Soerwa
Hach, manchmal ist echt der Wurm drin. Vor ein paar Tagen deutete es sich ja schon an. Und die Probleme verdichteten sich. Der Server, auf dem mein Blog wohnt, wollte einfach nicht so arbeiten, wie man es von ihm erwartete. Letztendlich war eine Neukonfiguration fällig und das Blog musste kurzzeitig offline gehen. Und dann nochmal. Und dann nochmal…
Marc hatte mir vorsorglich für ein paar Tage Blogverbot erteilt, weil nicht sicher war, ob nicht genau in dem Moment, in dem ich einen Beitrag schreibe, vielleicht gerade der Server wieder verrückt spielt. Darum gab es hier seit Dienstag nichts Neues zu lesen und ich reagierte auf keine Kommentare.

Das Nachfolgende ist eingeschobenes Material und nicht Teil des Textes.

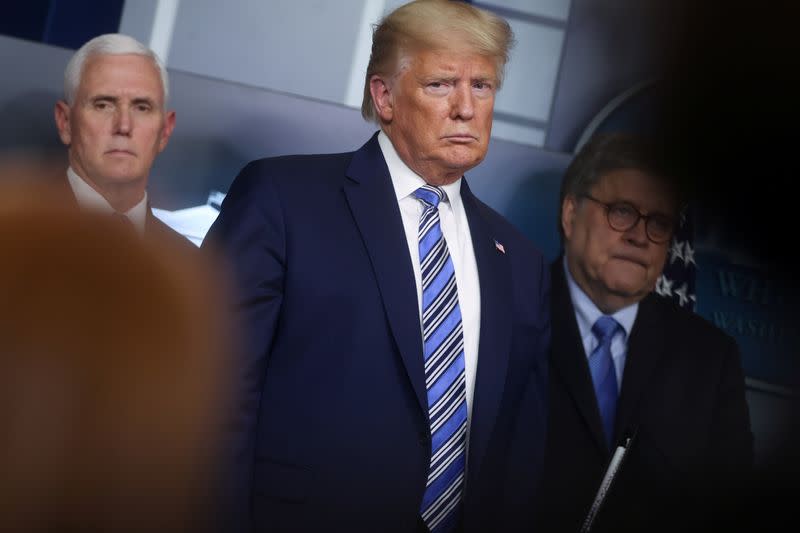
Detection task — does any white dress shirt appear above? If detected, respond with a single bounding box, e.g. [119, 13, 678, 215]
[67, 167, 147, 235]
[378, 132, 481, 430]
[564, 257, 639, 392]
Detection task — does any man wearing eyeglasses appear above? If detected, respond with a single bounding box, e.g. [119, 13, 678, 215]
[542, 134, 753, 532]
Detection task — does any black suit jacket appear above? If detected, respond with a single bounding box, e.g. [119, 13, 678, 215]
[57, 175, 200, 251]
[541, 259, 753, 531]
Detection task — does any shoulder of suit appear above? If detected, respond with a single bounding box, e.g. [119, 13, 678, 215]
[469, 192, 544, 261]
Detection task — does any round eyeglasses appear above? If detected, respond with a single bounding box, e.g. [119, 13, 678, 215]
[581, 194, 675, 244]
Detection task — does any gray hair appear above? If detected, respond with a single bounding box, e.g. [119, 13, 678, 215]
[64, 33, 169, 105]
[361, 0, 514, 122]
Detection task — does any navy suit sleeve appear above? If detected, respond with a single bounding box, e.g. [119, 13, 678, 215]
[203, 162, 286, 531]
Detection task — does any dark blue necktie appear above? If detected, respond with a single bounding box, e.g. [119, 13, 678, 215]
[414, 185, 467, 533]
[589, 316, 621, 450]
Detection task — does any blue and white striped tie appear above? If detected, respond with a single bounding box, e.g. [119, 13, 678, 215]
[589, 315, 622, 450]
[414, 185, 467, 533]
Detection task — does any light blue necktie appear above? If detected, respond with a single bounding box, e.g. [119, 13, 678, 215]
[589, 316, 621, 450]
[414, 185, 467, 533]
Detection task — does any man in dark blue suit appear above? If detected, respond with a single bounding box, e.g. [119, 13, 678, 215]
[205, 0, 549, 532]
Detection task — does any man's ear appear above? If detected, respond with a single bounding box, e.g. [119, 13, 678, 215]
[53, 100, 72, 146]
[369, 74, 394, 122]
[158, 111, 175, 152]
[561, 195, 578, 240]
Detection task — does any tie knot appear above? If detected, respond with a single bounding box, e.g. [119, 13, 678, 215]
[414, 185, 446, 207]
[592, 315, 621, 344]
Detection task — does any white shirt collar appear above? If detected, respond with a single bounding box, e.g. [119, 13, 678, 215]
[564, 255, 639, 339]
[378, 131, 461, 209]
[67, 167, 147, 235]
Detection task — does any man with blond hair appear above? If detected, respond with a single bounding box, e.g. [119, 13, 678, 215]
[55, 33, 191, 248]
[204, 0, 549, 533]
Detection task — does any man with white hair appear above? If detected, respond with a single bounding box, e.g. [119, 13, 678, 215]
[55, 34, 188, 245]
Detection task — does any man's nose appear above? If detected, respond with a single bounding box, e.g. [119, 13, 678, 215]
[625, 218, 648, 246]
[450, 84, 475, 120]
[114, 106, 133, 135]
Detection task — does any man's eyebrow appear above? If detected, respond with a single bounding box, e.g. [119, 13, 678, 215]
[131, 96, 155, 106]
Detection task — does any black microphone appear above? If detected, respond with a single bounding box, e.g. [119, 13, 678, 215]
[581, 426, 639, 533]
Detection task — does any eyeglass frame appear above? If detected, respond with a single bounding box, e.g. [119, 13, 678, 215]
[578, 194, 677, 244]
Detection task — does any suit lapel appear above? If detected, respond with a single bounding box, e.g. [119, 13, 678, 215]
[550, 258, 607, 453]
[344, 134, 428, 417]
[614, 294, 670, 439]
[461, 180, 514, 475]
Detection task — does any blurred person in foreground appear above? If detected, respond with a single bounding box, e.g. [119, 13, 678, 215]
[0, 177, 230, 533]
[203, 0, 549, 533]
[55, 34, 193, 250]
[541, 133, 753, 531]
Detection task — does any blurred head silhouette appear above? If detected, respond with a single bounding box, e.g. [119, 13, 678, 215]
[0, 172, 228, 531]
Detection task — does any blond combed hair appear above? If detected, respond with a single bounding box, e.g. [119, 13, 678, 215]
[361, 0, 514, 122]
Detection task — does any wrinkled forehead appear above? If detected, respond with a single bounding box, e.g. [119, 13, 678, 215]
[78, 54, 164, 101]
[590, 169, 678, 215]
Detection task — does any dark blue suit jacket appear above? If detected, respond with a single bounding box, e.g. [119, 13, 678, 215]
[204, 131, 549, 532]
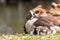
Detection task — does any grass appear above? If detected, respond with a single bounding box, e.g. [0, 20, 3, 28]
[0, 33, 60, 40]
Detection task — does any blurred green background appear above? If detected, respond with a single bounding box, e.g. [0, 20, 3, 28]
[0, 0, 59, 34]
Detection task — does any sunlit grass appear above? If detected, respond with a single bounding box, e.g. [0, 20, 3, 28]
[0, 33, 60, 40]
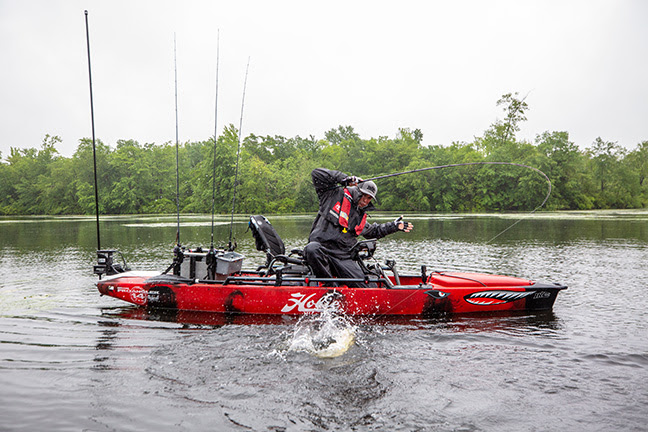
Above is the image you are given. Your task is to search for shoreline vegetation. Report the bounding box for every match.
[0,93,648,216]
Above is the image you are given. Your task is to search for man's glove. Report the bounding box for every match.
[394,216,414,232]
[341,176,362,186]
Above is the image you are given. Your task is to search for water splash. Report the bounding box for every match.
[286,302,357,358]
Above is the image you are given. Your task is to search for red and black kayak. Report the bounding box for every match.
[95,216,567,316]
[97,272,566,316]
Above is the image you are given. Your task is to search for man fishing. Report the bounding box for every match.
[304,168,414,287]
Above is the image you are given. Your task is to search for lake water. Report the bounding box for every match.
[0,211,648,432]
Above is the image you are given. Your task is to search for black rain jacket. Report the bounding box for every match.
[308,168,398,257]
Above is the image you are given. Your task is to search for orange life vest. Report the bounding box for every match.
[329,188,367,235]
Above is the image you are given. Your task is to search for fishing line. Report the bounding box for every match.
[84,10,101,251]
[361,162,551,243]
[209,30,220,250]
[228,57,250,250]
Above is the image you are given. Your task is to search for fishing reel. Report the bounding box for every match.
[93,249,130,279]
[351,239,376,261]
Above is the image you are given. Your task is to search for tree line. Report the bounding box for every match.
[0,93,648,215]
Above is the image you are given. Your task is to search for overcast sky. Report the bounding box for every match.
[0,0,648,158]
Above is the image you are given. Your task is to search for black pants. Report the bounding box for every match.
[304,242,374,288]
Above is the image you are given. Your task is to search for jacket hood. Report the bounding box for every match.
[347,186,376,212]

Manche Dinge funktionieren derzeit immer noch nicht richtig, beispielsweise wird die rechte Spalte des Themes nicht vollständig angezeigt. Und es dauert – zumindest meiner subjektiven Auffassung nach – eine halbe Ewigkeit, bis sich die Seite vollständig aufgebaut hat. Aber ich hoffe, so langsam kriegen die beiden Serverreparateure alles in den Griff. (Ich drück euch jedenfalls die Daumen, Jungs.) Und alle anderen, die mich hier besuchen, bitte ich um Entschuldigung, falls ihr in der letzten Zeit nur eine leere Seite vorgefunden habt. Die Ursache wird hoffentlich bald behoben sein.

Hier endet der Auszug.